From an aviation point of view, the new wave of emigrants is good for us I guess. Maybe my generations will be the ones being targeted by the "Aer Lingus - You're Home" adverts in years to come. At least they will have a new batch of ex-pats to fly home a couple of times a year.


User currently offlineToulouse From Switzerland, joined Apr 2005, 2759 posts, RR: 57
Reply 19, posted (4 years 2 months 3 weeks 6 days 15 hours ago) and read 14788 times:

Quoting bestwestern (Reply 13):

Bestwestern, I haven't been posting in a long time (yet following the threads) for a number of personal reasons, but can I say I could not agree more with your post. The doom and gloom in the Irish media is sickening with a capital "S". I'm still a bit younger than Kaitak (sorry Kaitak   ) and only at sweet 35, yet older than quite a few of our contributors.

Talking about age, since I returned to Ireland in March, I seem to be around a very young bunch of people much of the time (the cafe I go to every day for my "latte" or "expresso" - something impossible to get before I left Ireland in 1993 btw) and friends of my nephews and niece, all in the early to mid 20's. Now I've noticed two things amongst this age group here, there is definitely a core group who think Ireland is a great country, say they would hate to live anywhere else, and are confident things will improve... then there is a significant group I overhear saying everything is awful here, we're poor, and the only solution is to leave the country! I often feel like saying to them, if you think this is bad, you should have seen the place 10 to 20 years ago!

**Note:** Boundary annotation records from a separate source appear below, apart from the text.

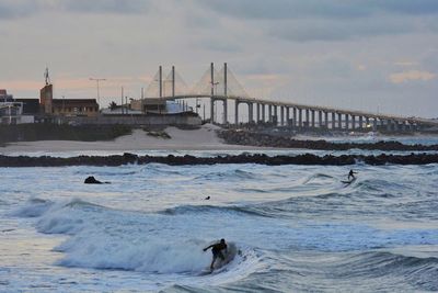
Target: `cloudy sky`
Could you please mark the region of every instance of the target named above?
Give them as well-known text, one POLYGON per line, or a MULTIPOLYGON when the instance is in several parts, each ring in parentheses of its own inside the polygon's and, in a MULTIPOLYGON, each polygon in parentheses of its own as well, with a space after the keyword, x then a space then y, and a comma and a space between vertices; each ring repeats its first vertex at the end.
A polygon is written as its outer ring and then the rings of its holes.
POLYGON ((0 88, 139 98, 223 63, 253 97, 438 117, 437 0, 0 0, 0 88))

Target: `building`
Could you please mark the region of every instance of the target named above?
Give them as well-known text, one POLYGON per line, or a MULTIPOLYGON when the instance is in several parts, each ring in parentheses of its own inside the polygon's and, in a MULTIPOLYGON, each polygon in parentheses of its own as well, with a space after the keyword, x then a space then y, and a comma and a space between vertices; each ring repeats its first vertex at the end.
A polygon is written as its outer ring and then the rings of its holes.
POLYGON ((53 84, 39 91, 39 104, 45 115, 56 116, 97 116, 99 104, 95 99, 54 99, 53 84))
POLYGON ((23 103, 14 101, 12 94, 0 89, 0 124, 21 124, 33 122, 33 117, 23 116, 23 103))
POLYGON ((58 116, 97 116, 95 99, 54 99, 51 113, 58 116))

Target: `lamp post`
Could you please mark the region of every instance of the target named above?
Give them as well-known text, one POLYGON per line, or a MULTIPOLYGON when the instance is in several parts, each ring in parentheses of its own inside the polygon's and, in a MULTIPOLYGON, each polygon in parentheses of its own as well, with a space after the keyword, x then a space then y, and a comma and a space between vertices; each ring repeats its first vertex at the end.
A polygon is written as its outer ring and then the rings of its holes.
POLYGON ((90 80, 94 80, 97 83, 97 104, 101 106, 101 95, 99 93, 99 82, 106 80, 105 78, 90 78, 90 80))

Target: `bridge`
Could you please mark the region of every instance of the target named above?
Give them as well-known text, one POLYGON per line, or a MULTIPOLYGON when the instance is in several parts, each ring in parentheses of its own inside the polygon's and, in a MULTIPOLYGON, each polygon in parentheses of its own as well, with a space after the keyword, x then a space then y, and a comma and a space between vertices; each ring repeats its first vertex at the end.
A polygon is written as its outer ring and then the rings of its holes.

Ireland, even today in this current GLOBAL recession, is at a stage of economic development and quality of living the Irish could only dream of 15/20 years ago and had anyone suggested we'd have these levels in Ireland in 20 years (today) they would have told you to stop dreaming.

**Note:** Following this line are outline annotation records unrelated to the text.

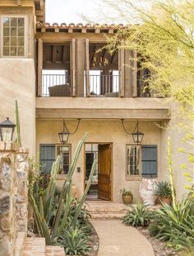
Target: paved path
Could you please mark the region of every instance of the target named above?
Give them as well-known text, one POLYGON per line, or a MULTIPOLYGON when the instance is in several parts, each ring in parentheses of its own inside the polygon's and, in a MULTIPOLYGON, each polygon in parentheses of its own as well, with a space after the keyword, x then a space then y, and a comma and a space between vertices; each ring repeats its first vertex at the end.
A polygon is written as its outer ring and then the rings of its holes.
POLYGON ((98 256, 154 256, 149 241, 120 220, 92 220, 99 237, 98 256))

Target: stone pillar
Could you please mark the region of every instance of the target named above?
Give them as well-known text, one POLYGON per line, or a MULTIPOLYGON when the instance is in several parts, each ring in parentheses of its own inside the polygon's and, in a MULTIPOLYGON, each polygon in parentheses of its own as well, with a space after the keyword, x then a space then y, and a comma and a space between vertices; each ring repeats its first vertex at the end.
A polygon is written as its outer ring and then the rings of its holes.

I am sick of RTE and the Irish media in general. Their doom and gloom is pure scaremongering. Perhaps they do have a hidden agenda as you or Kaitak suggested, but that hidden agenda, whatever it is, will just continue to hamper the country's growth. All economies are cyclical, good times come to be replaced by bad times, before another good time follows. Now is the time for people to get themselves set up and prepared for the next good cycle, which will come, and I firmly believe sooner than we believe. We need a bit of entrepreneurship now, get ready now and reap the €'s in a few years.

I am also fed up of the fact that here in Ireland we seem to think that we're the only country in recession. This is a global recession of massive magnitudes, which started in the US and spread like wild fire around the globe. We have really got to realise we're not alone in this recession, and I think we should all be thankful that we entered this recession in the economic position we were in the past few years than had we entered in Ireland's economic position of only 20 years ago. I really hope our younger members will take this on-board.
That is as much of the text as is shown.